Although it is easy to setup cross account S3 bucket access with access keys, it is not recommended to use static credentials in a production environment. It is recommended to use IAM roles instead.

Using IAM Roles

To use IAM roles, you need to have the following:

  1. A bucket in your AWS account which you want to use as Havasu warehouse. We'll refer to the bucket as <bucket-name> in the following sections.
  2. An IAM role in your AWS account which has access to the bucket you want to use as Havasu warehouse. We'll refer to the ARN of the IAM role as <your-iam-role-arn> in the following sections.
  3. A trust relationship allowing Wherobots user roles to assume your IAM role.

1. Create an IAM role in your AWS account

Create an IAM role in your AWS account, and attach the following policy to give permissions on your bucket. Adjust path to the sub-folder in your bucket you want to give access to, if needed. We'll refer to this role as <your-iam-role-arn>.

{
    "Version": "2012-10-17",
    "Statement": [
        {
            "Effect": "Allow",
            "Action": [
                "s3:ListBucket"
            ],
            "Resource": "arn:aws:s3:::<bucket-name>",
            "Condition": {
                "StringLike": {
                    "s3:prefix": [
                        "path/*"
                    ]
                }
            }
        },
        {
            "Effect": "Allow",
            "Action": [
                "s3:GetObject",
                "s3:PutObject",
                "s3:DeleteObject"
            ],
            "Resource": "arn:aws:s3:::<bucket-name>/path/*"
        }
    ]
}

Note

If you only intend to read data from this bucket, you can limit the permissions to s3:GetObject in the second policy statement.

2. Add a trust relationship to your IAM role

Add a trust relationship to the <your-iam-role-arn> IAM role you just created, allowing your Wherobots users' role to assume your role. The trust relationship should look like the following:

{
  "Effect": "Allow",
  "Principal": {
    "AWS": [
      "arn:aws:iam::329898491045:root"
    ]
  },
  "Action": "sts:AssumeRole",
  "Condition": {
    "StringLike": {
      "aws:PrincipalArn": "arn:aws:iam::329898491045:role/wherobotsusers/organization/*/wherobots-user_<wherobots-org-id>-*"
    }
  }
}

The <wherobots-org-id> can be obtained from your organization's settings page, or by running the following command in a Wherobots notebook terminal:

echo $WBC_ORG_ID

3. Add permissions to the IAM roles of Wherobots users

Warning

TODO: This step cannot be done by the end user for now. Please contact us to get this in place for your account.

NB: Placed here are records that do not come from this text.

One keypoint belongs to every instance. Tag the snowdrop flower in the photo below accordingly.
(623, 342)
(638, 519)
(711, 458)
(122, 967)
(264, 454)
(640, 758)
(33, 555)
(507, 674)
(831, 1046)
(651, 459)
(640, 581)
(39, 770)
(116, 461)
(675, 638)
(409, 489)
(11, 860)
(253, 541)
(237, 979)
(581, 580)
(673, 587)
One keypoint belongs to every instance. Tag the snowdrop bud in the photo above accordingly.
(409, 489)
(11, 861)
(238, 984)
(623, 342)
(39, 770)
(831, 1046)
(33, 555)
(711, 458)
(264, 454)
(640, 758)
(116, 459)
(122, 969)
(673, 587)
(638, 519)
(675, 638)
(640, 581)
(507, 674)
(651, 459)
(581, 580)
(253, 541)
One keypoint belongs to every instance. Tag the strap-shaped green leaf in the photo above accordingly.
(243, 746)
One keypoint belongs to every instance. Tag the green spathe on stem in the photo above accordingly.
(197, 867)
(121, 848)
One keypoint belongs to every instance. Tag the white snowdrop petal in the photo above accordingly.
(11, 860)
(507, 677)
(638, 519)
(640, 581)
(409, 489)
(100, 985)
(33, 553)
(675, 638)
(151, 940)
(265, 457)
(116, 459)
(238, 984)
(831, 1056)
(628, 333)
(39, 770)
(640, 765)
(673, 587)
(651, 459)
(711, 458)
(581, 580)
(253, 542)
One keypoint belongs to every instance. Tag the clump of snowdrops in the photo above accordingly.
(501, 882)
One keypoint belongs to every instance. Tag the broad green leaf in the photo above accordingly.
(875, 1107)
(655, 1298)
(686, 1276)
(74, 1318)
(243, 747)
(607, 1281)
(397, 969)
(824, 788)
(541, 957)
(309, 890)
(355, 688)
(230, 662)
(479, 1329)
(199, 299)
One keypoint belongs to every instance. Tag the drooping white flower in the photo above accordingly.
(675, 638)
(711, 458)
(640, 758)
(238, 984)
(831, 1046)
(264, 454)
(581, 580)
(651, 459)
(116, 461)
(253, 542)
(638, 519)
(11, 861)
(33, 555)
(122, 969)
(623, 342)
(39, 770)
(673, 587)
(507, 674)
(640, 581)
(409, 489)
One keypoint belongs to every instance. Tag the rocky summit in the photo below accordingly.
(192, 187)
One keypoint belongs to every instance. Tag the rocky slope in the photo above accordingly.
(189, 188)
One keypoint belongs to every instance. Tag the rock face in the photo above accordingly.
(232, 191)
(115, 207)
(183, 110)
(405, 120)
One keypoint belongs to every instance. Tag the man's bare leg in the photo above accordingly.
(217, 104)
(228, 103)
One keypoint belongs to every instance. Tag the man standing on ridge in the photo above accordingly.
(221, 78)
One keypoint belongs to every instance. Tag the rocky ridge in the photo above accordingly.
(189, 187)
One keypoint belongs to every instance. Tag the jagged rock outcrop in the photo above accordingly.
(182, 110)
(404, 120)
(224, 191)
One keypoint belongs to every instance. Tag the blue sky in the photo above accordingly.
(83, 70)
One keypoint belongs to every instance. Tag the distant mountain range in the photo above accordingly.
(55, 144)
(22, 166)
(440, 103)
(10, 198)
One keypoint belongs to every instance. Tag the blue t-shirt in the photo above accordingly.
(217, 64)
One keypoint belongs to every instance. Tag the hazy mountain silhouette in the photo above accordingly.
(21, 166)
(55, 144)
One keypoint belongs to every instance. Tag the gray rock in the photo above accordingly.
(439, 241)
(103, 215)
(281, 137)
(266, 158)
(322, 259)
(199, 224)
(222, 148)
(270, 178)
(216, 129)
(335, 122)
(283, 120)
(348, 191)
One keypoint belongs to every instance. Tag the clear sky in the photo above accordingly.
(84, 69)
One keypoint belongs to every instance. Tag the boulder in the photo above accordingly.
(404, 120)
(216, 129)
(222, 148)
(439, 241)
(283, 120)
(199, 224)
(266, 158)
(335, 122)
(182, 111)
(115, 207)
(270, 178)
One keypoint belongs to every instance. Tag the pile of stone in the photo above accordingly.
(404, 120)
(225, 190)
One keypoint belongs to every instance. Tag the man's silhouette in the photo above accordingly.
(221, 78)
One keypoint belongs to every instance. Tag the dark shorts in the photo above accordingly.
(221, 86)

4. Verify the configuration

You can verify the configuration by running the following command in your Wherobots notebook's terminal:

aws sts assume-role --role-arn <your-iam-role-arn> --role-session-name cross-account-s3-access

If the command succeeded and outputs STS credentials, then the configuration is correct.

5. Configure the SedonaContext for WherobotsDB (compute only)

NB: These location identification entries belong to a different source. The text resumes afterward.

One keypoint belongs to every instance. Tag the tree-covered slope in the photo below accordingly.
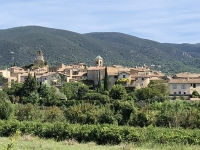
(21, 44)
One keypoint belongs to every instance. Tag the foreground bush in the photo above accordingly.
(102, 134)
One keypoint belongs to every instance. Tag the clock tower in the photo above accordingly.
(39, 59)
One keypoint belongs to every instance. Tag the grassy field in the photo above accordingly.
(28, 142)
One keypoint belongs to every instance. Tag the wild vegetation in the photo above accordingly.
(113, 116)
(20, 45)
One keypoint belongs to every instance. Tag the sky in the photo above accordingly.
(165, 21)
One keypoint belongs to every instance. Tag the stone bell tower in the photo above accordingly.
(99, 61)
(39, 59)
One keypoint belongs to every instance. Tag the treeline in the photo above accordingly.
(166, 114)
(103, 134)
(81, 103)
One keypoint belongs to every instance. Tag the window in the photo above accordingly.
(182, 86)
(174, 86)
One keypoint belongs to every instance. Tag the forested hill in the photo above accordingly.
(20, 45)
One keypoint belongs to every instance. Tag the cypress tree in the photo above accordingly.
(99, 82)
(106, 80)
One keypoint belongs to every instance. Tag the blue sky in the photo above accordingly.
(166, 21)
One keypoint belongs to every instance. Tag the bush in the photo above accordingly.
(6, 109)
(95, 96)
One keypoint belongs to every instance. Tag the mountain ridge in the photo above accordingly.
(20, 45)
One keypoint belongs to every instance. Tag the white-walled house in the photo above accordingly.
(180, 86)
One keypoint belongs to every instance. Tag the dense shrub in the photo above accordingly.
(102, 134)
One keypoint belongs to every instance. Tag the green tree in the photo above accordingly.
(67, 91)
(29, 86)
(106, 80)
(118, 92)
(6, 108)
(82, 91)
(73, 86)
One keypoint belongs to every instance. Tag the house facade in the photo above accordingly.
(184, 84)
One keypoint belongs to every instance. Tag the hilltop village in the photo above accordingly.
(182, 84)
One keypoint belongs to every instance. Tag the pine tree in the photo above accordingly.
(106, 80)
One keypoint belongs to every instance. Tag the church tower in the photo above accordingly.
(99, 61)
(39, 59)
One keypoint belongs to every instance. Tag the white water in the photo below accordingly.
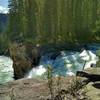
(68, 63)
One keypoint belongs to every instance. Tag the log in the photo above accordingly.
(90, 77)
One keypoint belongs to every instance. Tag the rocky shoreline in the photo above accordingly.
(37, 89)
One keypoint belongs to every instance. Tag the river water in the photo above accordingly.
(66, 63)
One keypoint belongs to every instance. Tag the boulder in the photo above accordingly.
(6, 69)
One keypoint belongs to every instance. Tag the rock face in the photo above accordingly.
(6, 69)
(24, 57)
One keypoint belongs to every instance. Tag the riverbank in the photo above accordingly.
(37, 89)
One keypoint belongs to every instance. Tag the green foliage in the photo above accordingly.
(54, 22)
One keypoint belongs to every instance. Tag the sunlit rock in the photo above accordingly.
(35, 72)
(6, 69)
(89, 57)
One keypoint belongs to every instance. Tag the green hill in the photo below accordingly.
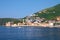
(49, 13)
(4, 20)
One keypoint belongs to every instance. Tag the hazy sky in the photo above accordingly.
(22, 8)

You can configure WherobotsDB to access your S3 bucket through this IAM role.

config = SedonaContext \
    .builder() \
    .config("spark.hadoop.fs.s3a.bucket.<bucket-name>.aws.credentials.provider", "org.apache.hadoop.fs.s3a.auth.AssumedRoleCredentialProvider") \
    .config("spark.hadoop.fs.s3a.bucket.<bucket-name>.assumed.role.credentials.provider", "com.amazonaws.auth.WebIdentityTokenCredentialsProvider") \
    .config("spark.hadoop.fs.s3a.bucket.<bucket-name>.assumed.role.arn", "<your-iam-role-arn>") \
    .getOrCreate()
sedona = SedonaContext.create(config)

Optional: Configure the SedonaContext for WherobotsDB (compute and Havasu Iceberg storage)

Havasu can use users' own S3 buckets as table storage. This requires some configurations on both AWS IAM and Wherobots SedonaContext. Please refer to Access Your Own S3 Buckets for details.


Last update: May 20, 2024 07:48:29